IncidentResponsev2

Verify Patch Compliance on All Hosts

Task Verify Patch Compliance on all Host Systems

Conditions

Given domain credentials with the appropriate permissions, and a vulnerability scanner or OS-native update utility, perform vulnerability scans and patch audits from an incident response workstation.

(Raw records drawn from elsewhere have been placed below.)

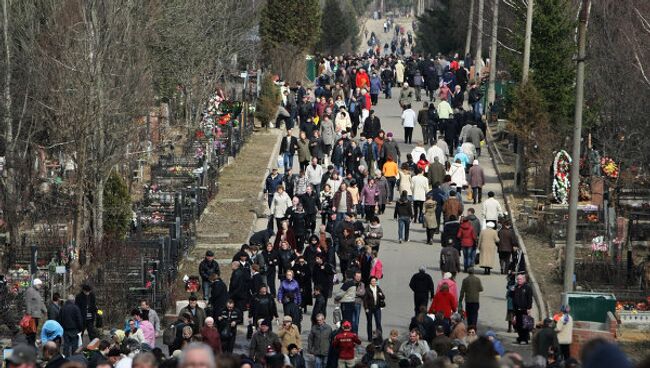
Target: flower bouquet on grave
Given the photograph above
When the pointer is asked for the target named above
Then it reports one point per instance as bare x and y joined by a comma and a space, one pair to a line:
599, 247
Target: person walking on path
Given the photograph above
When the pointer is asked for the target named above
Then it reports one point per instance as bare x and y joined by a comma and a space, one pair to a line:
34, 307
419, 188
408, 122
207, 267
423, 288
470, 291
374, 300
318, 341
492, 209
476, 181
403, 215
468, 241
487, 245
507, 243
345, 342
430, 223
522, 302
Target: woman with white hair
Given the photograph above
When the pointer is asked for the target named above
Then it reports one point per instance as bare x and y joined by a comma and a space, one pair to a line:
487, 245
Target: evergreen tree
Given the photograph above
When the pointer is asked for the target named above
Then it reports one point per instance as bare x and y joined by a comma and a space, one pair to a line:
289, 28
268, 102
551, 52
335, 28
117, 207
438, 30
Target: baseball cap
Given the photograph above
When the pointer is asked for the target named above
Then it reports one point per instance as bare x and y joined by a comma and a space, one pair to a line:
22, 354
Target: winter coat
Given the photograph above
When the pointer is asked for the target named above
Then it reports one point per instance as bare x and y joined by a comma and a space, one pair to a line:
206, 268
259, 343
449, 260
286, 287
280, 204
487, 244
382, 185
466, 234
430, 214
451, 207
369, 302
318, 341
34, 305
289, 336
436, 172
327, 132
476, 176
444, 302
507, 240
457, 173
71, 319
373, 235
420, 187
470, 289
303, 150
405, 183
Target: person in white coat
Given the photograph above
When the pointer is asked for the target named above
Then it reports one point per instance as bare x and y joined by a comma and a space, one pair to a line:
419, 187
435, 151
279, 205
457, 173
492, 209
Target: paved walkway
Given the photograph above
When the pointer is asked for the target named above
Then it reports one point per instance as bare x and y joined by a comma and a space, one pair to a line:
401, 261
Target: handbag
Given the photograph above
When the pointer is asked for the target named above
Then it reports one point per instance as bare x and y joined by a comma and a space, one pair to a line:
527, 322
28, 325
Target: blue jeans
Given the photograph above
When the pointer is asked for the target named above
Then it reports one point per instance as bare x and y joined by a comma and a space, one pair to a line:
388, 93
347, 312
377, 314
403, 228
320, 361
288, 161
206, 289
356, 317
469, 253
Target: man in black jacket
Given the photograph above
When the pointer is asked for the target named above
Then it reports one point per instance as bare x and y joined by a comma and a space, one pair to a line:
522, 301
311, 204
263, 307
207, 267
288, 148
423, 288
239, 286
72, 323
85, 300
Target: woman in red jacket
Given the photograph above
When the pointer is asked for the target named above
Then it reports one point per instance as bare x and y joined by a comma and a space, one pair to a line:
468, 239
444, 302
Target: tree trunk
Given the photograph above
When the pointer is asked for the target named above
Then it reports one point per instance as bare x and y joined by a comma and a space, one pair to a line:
478, 59
470, 27
493, 53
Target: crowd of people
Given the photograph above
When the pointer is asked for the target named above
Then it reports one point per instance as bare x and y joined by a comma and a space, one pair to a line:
323, 243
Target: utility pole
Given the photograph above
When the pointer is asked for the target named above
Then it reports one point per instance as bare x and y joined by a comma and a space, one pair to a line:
570, 252
529, 31
479, 40
470, 27
519, 159
493, 53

Operator Note: Patch management and validation is critical during incidents. Attackers often leverage missing patches for initial access and lateral movement. Verifying patch compliance ensures hosts are not vulnerable to known exploits.

Standards

Detect. Use approved scanning tool to scan systems for missing security patches.
Assess. Determine severity of missing patches and assess the risk to the enclave.
Approval. Obtain appropriate enclave approval prior to remediation procedures.
Document. Record actions and approval per change management procedures.
Acquire. Download patches if not addressed by existing security measures.
Test. Apply patch to test system and validate before production deployment.
Deploy. Apply patches to production hosts, validate apps are unaffected, and roll back if necessary.

End State

All enclave target systems have been scanned and patch compliance verified. Any deficiencies are tracked and approved for remediation or accepted risk.

Notes

OpenVAS and MBSA provide automated scanning capabilities.
Native OS tooling can validate patch status at the host level.
Use a combination of methods to achieve confidence across OS platforms.

Manual Steps

Vulnerability Scanning

OpenVAS (Linux / Cross-platform)

Access web UI at https://x.x.x.x:9392
Enter target IPs → Start Scan
Review results → export report → verify against SOP/policy

MBSA (Windows Legacy / GUI)

Run MBSA → Scan a computer or Scan more than one computer
Select Check for security updates only
Start scan → review report → download missing updates
Validate compliance against SOP

MBSA (Command Line)

mbsacli /i 127.0.0.1 /n OS+IIS+SQL+PASSWORD
mbsacli /c domain\machinename /n OS+IIS+SQL+PASSWORD
mbsacli /r 192.168.0.1-192.168.0.254 /n OS+IIS+SQL+PASSWORD
mbsacli /d NameOfMyDomain /n OS+IIS+SQL+PASSWORD

OS Native Methods

Windows PowerShell (Modern alternative to MBSA)

Get-HotFix

Operator Note: Use Get-HotFix to list installed updates and patch level.

Ubuntu / Debian based:

apt-get update
apt-get upgrade
apt-get dist-upgrade

Red Hat Enterprise Linux 2.1-4:

up2date
up2date-nox --update
up2date -u <PACKAGE NAME>

Red Hat Enterprise Linux 5:

pup

Red Hat Enterprise Linux 6:

yum update
yum list installed <PACKAGE NAME>
yum install <PACKAGE NAME>
yum update <PACKAGE NAME>

Kali:

apt-get update && apt-get upgrade

Running Script (Example Script for Windows Hosts)

# Pull patch information from multiple Windows hosts
$computers = @("Host1", "Host2", "Host3")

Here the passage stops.